Une stabilité qui évite les changements réguliers de médecins à l’hôpital, et permet de créer un lien privilégié avec ses patients. Une patiente suivie par un de ces infirmiers d'un nouveau genre ajoute: "L’infirmier praticien spécialisé est quelqu'un de très important pour moi, c’est quelqu'un en qui j’ai absolument confiance, qui m’accompagne, qui me soutient beaucoup et je pense que si ça se passe bien, c’est aussi grâce à lui."

Lors des consultations ambulatoires du CHUV, l'IPS est là pour prendre en charge des patients de manière autonome dans le but de soulager les médecins. Le nombre de consultations en oncologie ne cesse d’augmenter, 30’000 de plus en 15 ans. Ils ne sont pas pour autant livrés à eux-mêmes. Les IPS sont supervisés après chaque patient par un médecin cadre ou un chef de clinique, comme les médecins assistants. Selon la complexité du cas, le médecin accompagne même l'IPS auprès du patient.

Je suis une infirmière de terrain. Je n’ai plus envie de retourner sur les bancs d'école. Ce n’est pas mon truc. Ça éloigne quand même des soins, les IPS sont quand même plus dans les consultations, et puis c'est une sacrée responsabilité…

Annick Fischer, infirmière

De nouvelles responsabilités

Dans le canton de Vaud, ces infirmiers spécialisés ne sont qu'une vingtaine, tous au sein de l’hôpital. Leur formation les oblige à retourner à l'université après 4 ans de Bachelor et deux ans de pratique. Ce n’est donc pas évident pour tous ces infirmiers de renoncer à un salaire pour repartir étudier. "Je suis une infirmière de terrain. Je n’ai plus envie de retourner sur les bancs d'école. Ce n’est pas mon truc. Ça éloigne quand même des soins, les IPS sont quand même plus dans les consultations, et puis c'est une sacrée responsabilité… Je laisse la place à ceux qui le font très bien, j'ai envie de rester ici directement auprès du patient", commente Annick Fischer, infirmière.
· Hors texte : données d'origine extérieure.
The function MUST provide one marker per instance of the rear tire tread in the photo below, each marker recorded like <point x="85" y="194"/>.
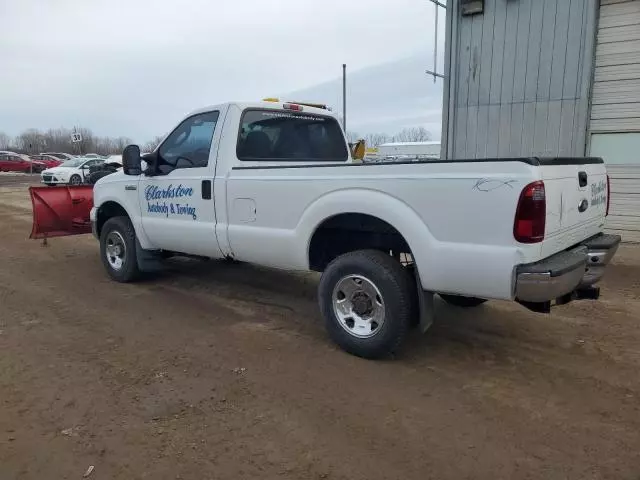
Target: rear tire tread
<point x="397" y="288"/>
Des responsabilités qu'il faut apprendre à gérer et à digérer. En oncologie plus qu'ailleurs, elles s’accompagnent d’une charge émotionnelle très forte. "Le rôle qu'on a en tant qu'IPS, c’est d’être là tout le long du parcours. On a la chance de leur dire comment ça fonctionne. On est là quand ça marche bien et malheureusement, on doit aussi être là quand ça va moins bien", raconte Mélissa Christofis, infirmière praticienne spécialisée.

On est là quand ça marche bien et malheureusement, on doit aussi être là quand ça va moins bien.

Mélissa Christofis, infirmière praticienne spécialisée

Une solution à la pénurie de généralistes?

En Suisse, il va manquer un millier de médecins d’ici 2030, essentiellement dans les campagnes. Pour y faire face, les IPS, à terme, devaient travailler en partenariat avec les médecins de famille. Cela aurait dû leur permettre de suivre davantage de patients. Mais les médecins généralistes restent méfiants. Ils sont nombreux à penser que les IPS ne sont pas adaptés aux besoins des cabinets des médecins généralistes.

"Tout peut arriver quand on est au cabinet de généraliste, on ne sait pas pourquoi les gens viennent, ils peuvent avoir des symptômes qui touchent toutes les maladies, tous les organes, tous les systèmes et on doit développer une connaissance, des compétences et un savoir-faire qui est extrêmement large. On ne voit pas tellement comment on pourra le faire avec des infirmières praticiennes spécialisées. L’IPS, elle n’est pas assez polyvalente", relève Sébastien Jotterand, médecin généraliste.

Pour l’instant, ces "supers infirmiers" exercent donc dans le cadre du projet pilote du CHUV uniquement.